Snow in the Suburbs

                    Every branch big with it,
                    Bent every twig with it;
            Every fork like a white web-foot;
            Every street and pavement mute:
Some flakes have lost their way, and grope back upward when
Meeting those meandering down they turn and descend again.
        The palings are glued together like a wall,
        And there is no waft of wind with the fleecy fall.

            A sparrow enters the tree,
            Whereon immediately
        A snow-lump thrice his own slight size
        Descends on him and showers his head and eye
                    And overturns him,
                    And near inurns him,
        And lights on a nether twig, when its brush
Starts off a volley of other lodging lumps with a rush.
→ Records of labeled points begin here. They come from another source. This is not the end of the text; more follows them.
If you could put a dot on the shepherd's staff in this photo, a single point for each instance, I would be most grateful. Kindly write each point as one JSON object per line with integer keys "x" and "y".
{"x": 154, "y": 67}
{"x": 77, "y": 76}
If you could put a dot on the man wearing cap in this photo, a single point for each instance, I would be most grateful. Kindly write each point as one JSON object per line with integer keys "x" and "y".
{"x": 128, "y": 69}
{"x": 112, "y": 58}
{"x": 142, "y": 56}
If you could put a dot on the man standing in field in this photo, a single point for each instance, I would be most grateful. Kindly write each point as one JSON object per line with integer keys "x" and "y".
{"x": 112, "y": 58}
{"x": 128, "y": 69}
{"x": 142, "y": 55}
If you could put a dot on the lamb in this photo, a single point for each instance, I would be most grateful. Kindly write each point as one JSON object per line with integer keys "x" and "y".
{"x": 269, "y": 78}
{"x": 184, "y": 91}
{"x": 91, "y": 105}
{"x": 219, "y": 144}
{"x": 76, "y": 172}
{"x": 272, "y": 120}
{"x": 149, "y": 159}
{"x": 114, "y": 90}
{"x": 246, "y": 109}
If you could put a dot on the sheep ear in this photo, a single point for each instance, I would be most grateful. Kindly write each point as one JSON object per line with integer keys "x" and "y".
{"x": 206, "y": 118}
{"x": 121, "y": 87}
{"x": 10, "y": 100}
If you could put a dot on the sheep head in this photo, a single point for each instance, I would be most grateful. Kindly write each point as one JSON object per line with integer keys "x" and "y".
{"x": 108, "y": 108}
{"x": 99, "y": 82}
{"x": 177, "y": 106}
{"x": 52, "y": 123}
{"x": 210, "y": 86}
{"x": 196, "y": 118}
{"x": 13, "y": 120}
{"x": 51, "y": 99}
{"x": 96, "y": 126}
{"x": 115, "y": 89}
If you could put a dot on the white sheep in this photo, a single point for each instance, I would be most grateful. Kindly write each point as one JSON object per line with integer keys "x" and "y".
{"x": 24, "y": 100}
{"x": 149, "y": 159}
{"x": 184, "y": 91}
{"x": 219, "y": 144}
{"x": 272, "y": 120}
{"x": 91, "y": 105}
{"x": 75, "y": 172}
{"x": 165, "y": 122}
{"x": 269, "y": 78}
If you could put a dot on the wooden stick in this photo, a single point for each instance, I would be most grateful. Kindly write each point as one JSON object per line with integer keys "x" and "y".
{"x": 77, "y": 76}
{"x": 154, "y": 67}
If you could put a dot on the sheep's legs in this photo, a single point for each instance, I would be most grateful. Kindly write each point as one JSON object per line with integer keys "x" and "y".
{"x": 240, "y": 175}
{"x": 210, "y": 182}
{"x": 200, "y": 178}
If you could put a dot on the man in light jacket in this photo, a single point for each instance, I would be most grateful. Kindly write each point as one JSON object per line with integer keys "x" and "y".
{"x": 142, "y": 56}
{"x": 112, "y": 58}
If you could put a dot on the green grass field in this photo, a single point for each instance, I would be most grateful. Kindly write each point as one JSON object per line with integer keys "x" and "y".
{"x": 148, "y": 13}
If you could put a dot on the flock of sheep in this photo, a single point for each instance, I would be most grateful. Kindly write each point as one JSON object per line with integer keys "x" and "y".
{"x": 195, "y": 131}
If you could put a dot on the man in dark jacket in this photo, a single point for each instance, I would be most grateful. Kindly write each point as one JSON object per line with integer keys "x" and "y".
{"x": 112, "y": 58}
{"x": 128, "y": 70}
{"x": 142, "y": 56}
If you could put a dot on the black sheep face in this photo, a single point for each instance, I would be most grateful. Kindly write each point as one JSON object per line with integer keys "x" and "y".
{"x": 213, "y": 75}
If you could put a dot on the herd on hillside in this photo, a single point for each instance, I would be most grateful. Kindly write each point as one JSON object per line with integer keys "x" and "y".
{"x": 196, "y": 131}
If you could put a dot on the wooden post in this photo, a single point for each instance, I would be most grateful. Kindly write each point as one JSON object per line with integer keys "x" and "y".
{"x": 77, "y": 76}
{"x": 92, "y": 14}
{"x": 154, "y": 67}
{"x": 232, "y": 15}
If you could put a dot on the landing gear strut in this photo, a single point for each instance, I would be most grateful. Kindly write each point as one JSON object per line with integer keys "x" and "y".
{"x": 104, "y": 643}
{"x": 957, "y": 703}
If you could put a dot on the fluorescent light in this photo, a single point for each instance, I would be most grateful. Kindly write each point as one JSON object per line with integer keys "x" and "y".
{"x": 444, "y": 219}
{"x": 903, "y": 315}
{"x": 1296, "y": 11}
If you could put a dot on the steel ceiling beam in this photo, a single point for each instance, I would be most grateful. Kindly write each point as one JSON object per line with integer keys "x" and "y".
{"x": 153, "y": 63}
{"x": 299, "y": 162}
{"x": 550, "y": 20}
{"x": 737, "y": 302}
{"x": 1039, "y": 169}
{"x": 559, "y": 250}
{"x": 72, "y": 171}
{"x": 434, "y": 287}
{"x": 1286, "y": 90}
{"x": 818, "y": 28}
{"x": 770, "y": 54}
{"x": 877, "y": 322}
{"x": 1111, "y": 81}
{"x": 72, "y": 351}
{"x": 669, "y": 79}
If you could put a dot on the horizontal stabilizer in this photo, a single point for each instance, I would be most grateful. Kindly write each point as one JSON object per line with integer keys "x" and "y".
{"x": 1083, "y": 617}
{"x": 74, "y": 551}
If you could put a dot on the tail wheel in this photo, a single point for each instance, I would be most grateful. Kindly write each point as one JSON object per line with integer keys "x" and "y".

            The steps are a blanched slope,
            Up which, with feeble hope,
        A black cat comes, wide-eyed and thin;
                    And we take him in.

Credit

This poem is in the public domain. Published in Poem-a-Day on December 24, 2022, by the Academy of American Poets.

About this Poem

“Snow in the Suburbs” appeared in the collection Human Shows, Far Phantasies, Songs and Trifles (Macmillan, 1925). As Tim Armstrong, professor of literature at Royal Holloway, University of London, notes in Thomas Hardy: Selected Poems (Routledge, 2009), the poem has a complex “metrical plot” that “begins with a declarative and end-stopped falling rhythm which is ‘released’ into iambics (and enjambment) only when the action moves on after four lines.” In Thomas Hardy and British Poetry (Routledge and Keegan Paul, 1973), poet and literary critic Donald Davie cites “Snow in the Suburbs” as evidence that “though he seems to have lived through the Imagist movement and its immediate aftermath without being aware of them, [Hardy] is certainly among those who see poetry as a sponge rather than a fountain [. . .].”